Acta Ortop Mex. 2012 Jan-Feb;26(1):15-20

Authors: Aparicio G, Viudez I, Pérez JL, Delgado F

Abstract
BACKGROUND: How to overcome the difficulty in diagnosing extrapulmonary and extraspinal osteoarticular tuberculosis? What is the most appropriate way to manage the patient?
MATERIAL AND METHODS: Retrospective series of four cases of extrapulmonary and extraspinal osteoarticular tuberculosis (two patients with knee involvement, one patient with involvement of the carpus, and a fourth patient who presented with tenosynovitis of the anterior tibial tendon of the ankle). The time elapsed from the onset of the clinical picture to the diagnosis ranged between 7 months and 2 years. The definitive diagnosis resulted from the presence of caseating granulomas in the biopsy (3 cases), and the isolation of the bacillus in culture (3 cases) or with staining (one case). Only in one case was there lung involvement after the extrapulmonary presentation. One patient had spinal involvement in the form of epidural abscess months after the extraspinal presentation.
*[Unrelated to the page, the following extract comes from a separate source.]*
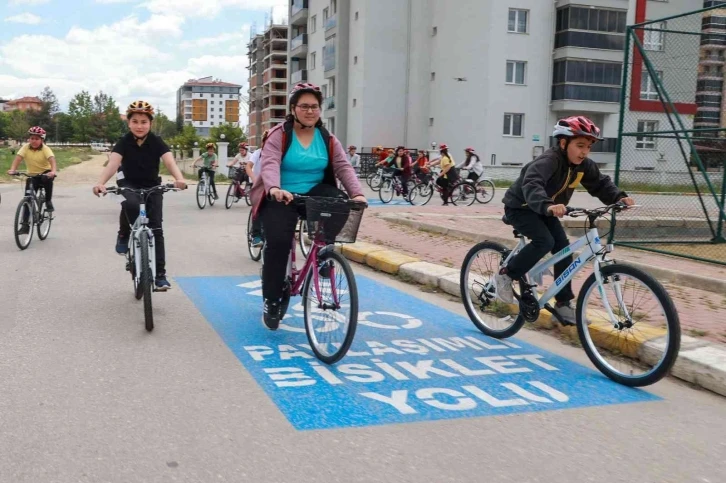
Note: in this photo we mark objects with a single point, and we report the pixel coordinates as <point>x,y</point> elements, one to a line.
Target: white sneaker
<point>503,283</point>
All patients received chemotherapy. Surgery was performed in 3 of the 4 cases. The Martini assessment was used to evaluate the functional outcome.
RESULTS: In all patients the lesion was cured, with two excellent and two poor functional outcomes.
CONCLUSIONS: A high clinical suspicion index is needed to prevent a delayed diagnosis. Chemotherapy is the cornerstone of treatment. Surgery is indicated mainly as a diagnostic procedure, but partial resection of the lesion may be performed at the same time.